Тем временем беседа за ужином приняла довольно жаркий характер. Здесь собрались представители той части командования и придворных, которые были недовольны теперешним положением дел в армии, а также окружением государя, в большинстве состоящим из иностранцев, весьма далеких от военных дел и дающих вздорные и вредные советы его величеству. Докки обратила внимание, что Палевский говорил мало, всегда по делу, и все слушали его с особым вниманием.
«Интересно, имеются ли у него какие-нибудь недостатки?» — размышляла она, пока некий важный сановник поминал сомнительных лиц из свиты его величества.
— Какое дело какому-нибудь приблудному шведу, итальянцу или немцу до России? — говорил этот господин, промокая салфеткой вспотевший от собственной горячности лоб. — Они ненавидят Бонапарте, под этим предлогом втираются в доверие императора, выпрашивают себе высокие чины, жалованье и добиваются милостей, предлагая планы войны один нелепее другого.

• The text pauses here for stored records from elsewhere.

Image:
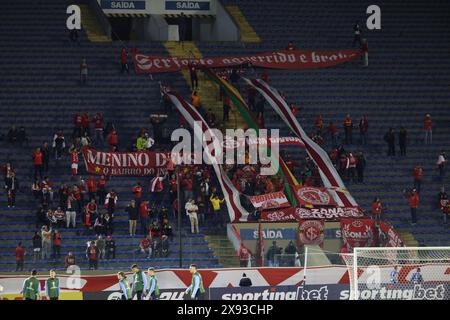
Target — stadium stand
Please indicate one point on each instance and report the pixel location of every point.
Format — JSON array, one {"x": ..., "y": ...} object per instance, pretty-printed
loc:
[{"x": 405, "y": 79}]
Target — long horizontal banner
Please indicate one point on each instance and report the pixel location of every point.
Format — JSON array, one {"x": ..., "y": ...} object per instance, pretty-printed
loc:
[
  {"x": 272, "y": 200},
  {"x": 124, "y": 163},
  {"x": 229, "y": 143},
  {"x": 298, "y": 59},
  {"x": 223, "y": 284},
  {"x": 296, "y": 214},
  {"x": 313, "y": 196}
]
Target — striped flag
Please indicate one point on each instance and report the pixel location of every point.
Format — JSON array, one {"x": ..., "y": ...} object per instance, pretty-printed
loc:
[
  {"x": 235, "y": 210},
  {"x": 331, "y": 179}
]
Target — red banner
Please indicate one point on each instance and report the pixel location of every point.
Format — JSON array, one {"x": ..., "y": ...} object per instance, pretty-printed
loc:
[
  {"x": 124, "y": 163},
  {"x": 313, "y": 196},
  {"x": 392, "y": 239},
  {"x": 295, "y": 214},
  {"x": 272, "y": 200},
  {"x": 298, "y": 59},
  {"x": 311, "y": 232},
  {"x": 358, "y": 233}
]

— Одно дело — опытный иностранный офицер,
— В Главном штабе отсутствует даже намек на дисциплину, до сих пор не решен вопрос с командующим армией, — сказал один из офицеров.

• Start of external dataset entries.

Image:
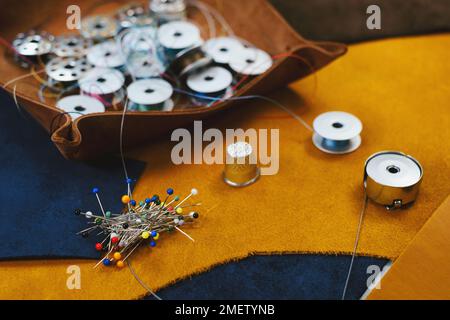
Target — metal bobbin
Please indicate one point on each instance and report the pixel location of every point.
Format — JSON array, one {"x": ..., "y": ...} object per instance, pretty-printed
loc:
[
  {"x": 140, "y": 39},
  {"x": 241, "y": 167},
  {"x": 106, "y": 55},
  {"x": 32, "y": 45},
  {"x": 210, "y": 82},
  {"x": 392, "y": 179},
  {"x": 67, "y": 70},
  {"x": 141, "y": 65},
  {"x": 189, "y": 61},
  {"x": 337, "y": 132},
  {"x": 177, "y": 36},
  {"x": 99, "y": 27},
  {"x": 133, "y": 15},
  {"x": 150, "y": 94},
  {"x": 223, "y": 49},
  {"x": 165, "y": 11},
  {"x": 251, "y": 62},
  {"x": 71, "y": 46},
  {"x": 79, "y": 105},
  {"x": 104, "y": 84}
]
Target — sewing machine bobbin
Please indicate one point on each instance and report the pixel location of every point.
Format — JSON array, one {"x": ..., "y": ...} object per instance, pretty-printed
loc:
[
  {"x": 337, "y": 132},
  {"x": 150, "y": 94},
  {"x": 241, "y": 168},
  {"x": 67, "y": 70},
  {"x": 71, "y": 46},
  {"x": 98, "y": 28},
  {"x": 106, "y": 55},
  {"x": 392, "y": 179},
  {"x": 79, "y": 105},
  {"x": 133, "y": 15},
  {"x": 32, "y": 45},
  {"x": 141, "y": 65},
  {"x": 251, "y": 62},
  {"x": 104, "y": 84},
  {"x": 165, "y": 11},
  {"x": 189, "y": 61},
  {"x": 223, "y": 49},
  {"x": 177, "y": 36},
  {"x": 209, "y": 82}
]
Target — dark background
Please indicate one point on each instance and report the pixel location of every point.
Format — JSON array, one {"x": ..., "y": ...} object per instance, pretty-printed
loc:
[
  {"x": 345, "y": 20},
  {"x": 28, "y": 153}
]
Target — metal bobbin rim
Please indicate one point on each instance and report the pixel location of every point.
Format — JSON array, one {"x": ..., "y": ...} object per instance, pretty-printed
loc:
[{"x": 396, "y": 153}]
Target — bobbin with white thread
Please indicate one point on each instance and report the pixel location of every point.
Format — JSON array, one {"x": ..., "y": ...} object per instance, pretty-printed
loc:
[
  {"x": 164, "y": 11},
  {"x": 104, "y": 84},
  {"x": 98, "y": 28},
  {"x": 177, "y": 36},
  {"x": 209, "y": 82},
  {"x": 392, "y": 179},
  {"x": 241, "y": 168},
  {"x": 133, "y": 15},
  {"x": 141, "y": 65},
  {"x": 78, "y": 105},
  {"x": 140, "y": 39},
  {"x": 251, "y": 62},
  {"x": 106, "y": 55},
  {"x": 33, "y": 45},
  {"x": 150, "y": 94},
  {"x": 224, "y": 49},
  {"x": 71, "y": 46},
  {"x": 189, "y": 61},
  {"x": 67, "y": 70},
  {"x": 337, "y": 132}
]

— Но позвольте, — в разговор вмешался Вольдемар. — Государь говорил о военном министре Барклае де Толли как о главнокомандующем.
— Согласно учреждению для управления Большой действующей армией, присутствие здесь императора слагает обязанности с главнокомандующего, и командование переходит непосредственно к государю, — лениво отозвался Палевский.
— А мы знаем, какой катастрофой закончилось подобное вмешательство в дела армии во время австрийской кампании, — напомнил Кедрин, намекая на присутствие государя в войсках под Аустерлицем.
Тогда главнокомандующий Кутузов пытался избежать боя с превосходящими силами противника, но царь и его окружение настояли на сражении, что привело к ужасающему разгрому русской армии. Докки, как и многие присутствующие, исключая разве молодежь, прекрасно помнила поражение России в Австрии и не на шутку забеспокоилась, услышав о нынешней неразберихе в командовании армией. Она-то считала, что государь лишь инспектирует войска, проверяя их готовность к возможной войне с французами.
— Окружение императора считает, что находится в увлекательной командировке, и больше думает о развлечениях, нежели о том, что французы стягивают к нашим границам огромное войско, — сказал сановник.
— Мы сегодня были на параде, и должен сказать, наша армия производит весьма внушительное впечатление, — опять встрял Ламбург, — да-с, весьма внушительное…
Молодой адъютант поднял бокал с вином и пылко воскликнул:
— Мы все с нетерпением ждем начала боевых действий и в первом же сражении покажем французам, чего стоят русские воины! Да здравствуют битвы, подвиги и победы!
Юные барышни заахали, с восхищением взирая на столь отважного офицера, а умудренные опытом генералы насмешливо переглянулись.
— Война — это не парад, — только и сказал Палевский.
Адъютант выглядел сконфуженным, Вольдемар же настойчиво возразил:
— Учения, я слышал, также проходят весьма успешно. Сам великий князь Константин Павлович лично показывает солдатам, как надлежит оттягивать носок, поворачиваться и подымать локоть, держа оружие…
Докки стало неловко за Ламбурга, говорившего откровенные глупости. Некоторые генералы рассмеялись, а Палевский чуть изогнул бровь, вскользь посмотрел на Докки и заметил:
— Очень важные и необходимые вещи в бою.
— Но, позвольте, — пробормотал Ламбург. — Учения — это почти как настоящий бой…
— Только без неприятеля, — уточнил генерал Кедрин.
— Мне приятельница пишет из Петербурга, что в столице скучно и малолюдно, — неожиданно объявила Сандра. — Я ей ответила, что в Вильне, напротив, очень весело и оживленно, и звала ее ехать сюда.
Докки с трудом скрыла усмешку и, не удержавшись, покосилась на Палевского. В это мгновение он также взглянул на нее — в глазах его Докки почудилась улыбка.